Lecturas muertas de la Biblia

“Si el oro del cielo no es digno de ser buscado, difícilmente va a ser encontrado por ustedes. Muy a menudo les he repetido que el acto de escudriñar las Escrituras no es el camino de la salvación. El Señor ha dicho: «Cree en el Señor Jesucristo y serás salvo.» Pero aun así, la lectura de la Palabra, lo mismo que el oírla, a menudo lleva a la fe, y la fe trae salvación; ya que la fe viene por el oír, y la lectura es una forma de escuchar. Mientras están investigando para saber qué es el Evangelio, puede agradar a Dios dar la bendición a sus almas. ¡Pero qué pobremente leen la Biblia algunos de ustedes!

No quiero decir algo que sea muy severo, si no es estrictamente la verdad. Que hablen sus propias conciencias, pero quiero hacer una pregunta muy osada: ¿acaso no leen la Biblia, muchos de ustedes, de una manera muy apresurada, leen sólo un poquito y luego la hacen a un lado? ¿Acaso no olvidan pronto lo que han leído, y pierden el poco efecto que pudo haber tenido la lectura?

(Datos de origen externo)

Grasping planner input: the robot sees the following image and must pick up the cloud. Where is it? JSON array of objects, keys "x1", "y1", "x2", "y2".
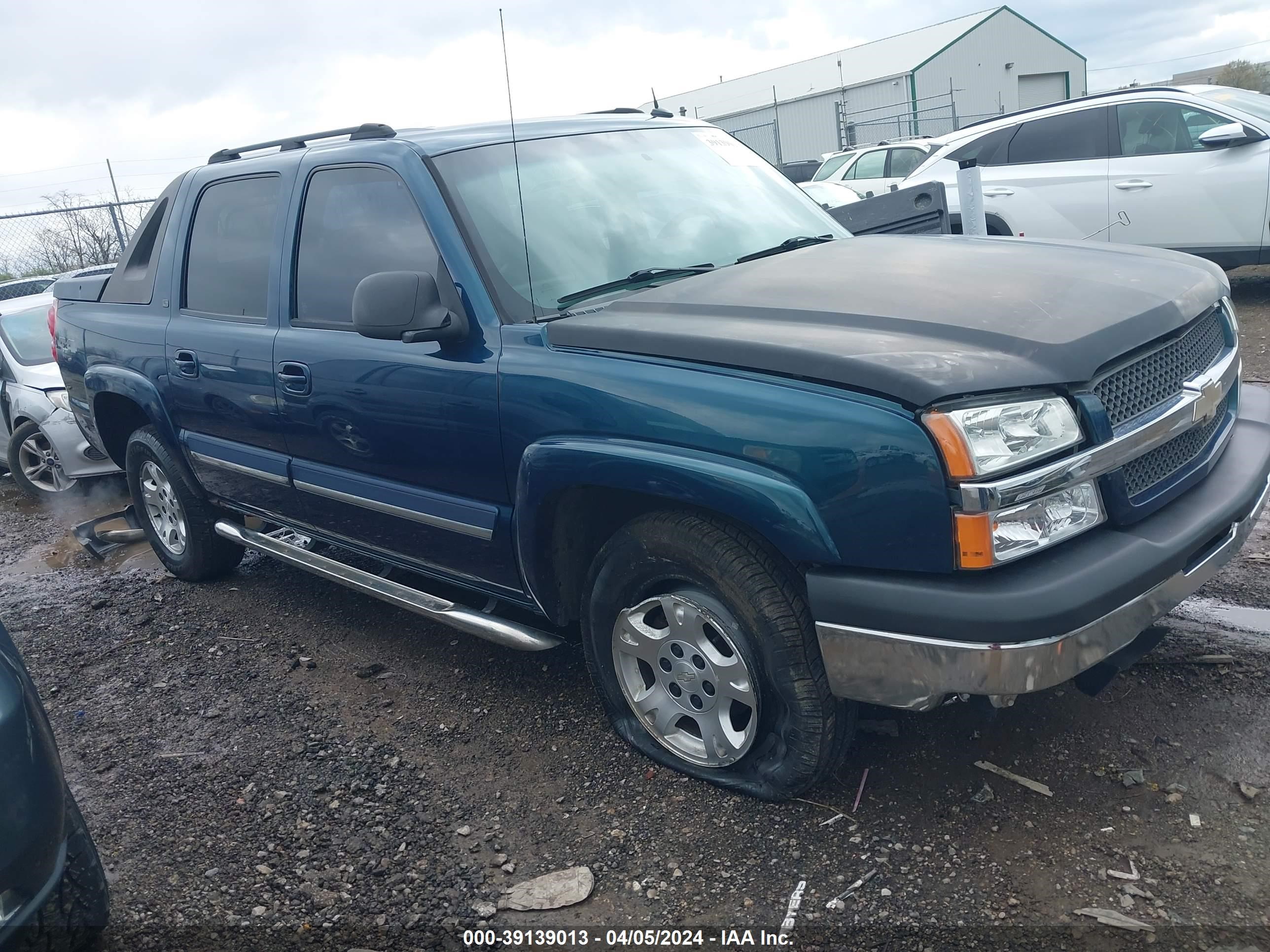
[{"x1": 0, "y1": 0, "x2": 1270, "y2": 213}]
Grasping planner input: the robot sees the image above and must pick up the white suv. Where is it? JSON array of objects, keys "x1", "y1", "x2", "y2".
[
  {"x1": 801, "y1": 137, "x2": 933, "y2": 198},
  {"x1": 908, "y1": 86, "x2": 1270, "y2": 268}
]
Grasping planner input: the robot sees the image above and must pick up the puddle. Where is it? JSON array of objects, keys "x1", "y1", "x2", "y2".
[{"x1": 1173, "y1": 598, "x2": 1270, "y2": 635}]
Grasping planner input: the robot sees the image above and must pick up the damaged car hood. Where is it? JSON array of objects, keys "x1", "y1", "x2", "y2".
[{"x1": 547, "y1": 235, "x2": 1230, "y2": 406}]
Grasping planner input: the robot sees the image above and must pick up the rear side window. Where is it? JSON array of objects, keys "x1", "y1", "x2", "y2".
[
  {"x1": 102, "y1": 172, "x2": 185, "y2": 305},
  {"x1": 811, "y1": 152, "x2": 855, "y2": 181},
  {"x1": 847, "y1": 148, "x2": 886, "y2": 179},
  {"x1": 292, "y1": 166, "x2": 438, "y2": 330},
  {"x1": 185, "y1": 175, "x2": 280, "y2": 319},
  {"x1": 1010, "y1": 106, "x2": 1107, "y2": 165},
  {"x1": 1115, "y1": 103, "x2": 1230, "y2": 155},
  {"x1": 0, "y1": 307, "x2": 53, "y2": 367}
]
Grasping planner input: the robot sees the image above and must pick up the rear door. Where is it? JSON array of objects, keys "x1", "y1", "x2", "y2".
[
  {"x1": 164, "y1": 161, "x2": 301, "y2": 519},
  {"x1": 981, "y1": 106, "x2": 1109, "y2": 241},
  {"x1": 1110, "y1": 101, "x2": 1270, "y2": 268},
  {"x1": 274, "y1": 143, "x2": 521, "y2": 591}
]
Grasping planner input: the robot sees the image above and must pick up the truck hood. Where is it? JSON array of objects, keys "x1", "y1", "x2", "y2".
[{"x1": 547, "y1": 235, "x2": 1230, "y2": 406}]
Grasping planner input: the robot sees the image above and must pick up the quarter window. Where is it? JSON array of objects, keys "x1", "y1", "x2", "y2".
[
  {"x1": 185, "y1": 175, "x2": 280, "y2": 317},
  {"x1": 1010, "y1": 106, "x2": 1107, "y2": 165},
  {"x1": 293, "y1": 166, "x2": 438, "y2": 330},
  {"x1": 846, "y1": 148, "x2": 886, "y2": 179},
  {"x1": 886, "y1": 148, "x2": 926, "y2": 179},
  {"x1": 1115, "y1": 103, "x2": 1230, "y2": 155}
]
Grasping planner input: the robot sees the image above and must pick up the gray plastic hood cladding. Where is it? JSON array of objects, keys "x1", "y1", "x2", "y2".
[{"x1": 547, "y1": 235, "x2": 1230, "y2": 406}]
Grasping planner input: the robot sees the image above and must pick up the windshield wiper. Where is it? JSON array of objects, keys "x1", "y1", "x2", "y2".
[
  {"x1": 556, "y1": 264, "x2": 714, "y2": 307},
  {"x1": 737, "y1": 235, "x2": 833, "y2": 264}
]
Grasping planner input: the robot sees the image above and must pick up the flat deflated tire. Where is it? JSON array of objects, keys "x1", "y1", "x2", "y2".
[
  {"x1": 582, "y1": 510, "x2": 856, "y2": 800},
  {"x1": 124, "y1": 427, "x2": 245, "y2": 581}
]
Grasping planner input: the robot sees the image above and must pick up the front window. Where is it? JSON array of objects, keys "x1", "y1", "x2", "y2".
[
  {"x1": 1197, "y1": 86, "x2": 1270, "y2": 122},
  {"x1": 0, "y1": 305, "x2": 53, "y2": 367},
  {"x1": 436, "y1": 127, "x2": 849, "y2": 320}
]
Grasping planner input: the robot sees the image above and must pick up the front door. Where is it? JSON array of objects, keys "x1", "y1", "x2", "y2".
[
  {"x1": 274, "y1": 143, "x2": 521, "y2": 593},
  {"x1": 164, "y1": 165, "x2": 301, "y2": 519},
  {"x1": 1109, "y1": 101, "x2": 1270, "y2": 264}
]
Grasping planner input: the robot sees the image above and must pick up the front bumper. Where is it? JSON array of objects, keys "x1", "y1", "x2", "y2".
[{"x1": 808, "y1": 387, "x2": 1270, "y2": 711}]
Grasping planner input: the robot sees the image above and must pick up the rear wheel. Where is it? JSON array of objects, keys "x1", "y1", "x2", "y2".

Cuán pocos de ustedes están decididos a llegar hasta el alma de ella, hasta su vida, su esencia, y beber de su significado. Pues bien, si no hacen eso, les digo de nuevo que la lectura de ustedes es una lectura miserable, muerta, que no produce beneficio alguno; ni siquiera la podemos llamar lectura, ese nombre no podría aplicarse. Que el Espíritu bendito les dé el arrepentimiento en lo tocante a este tema.

 

Fragmento de: Charles H. Spurgeon. “Como Leer La Biblia”.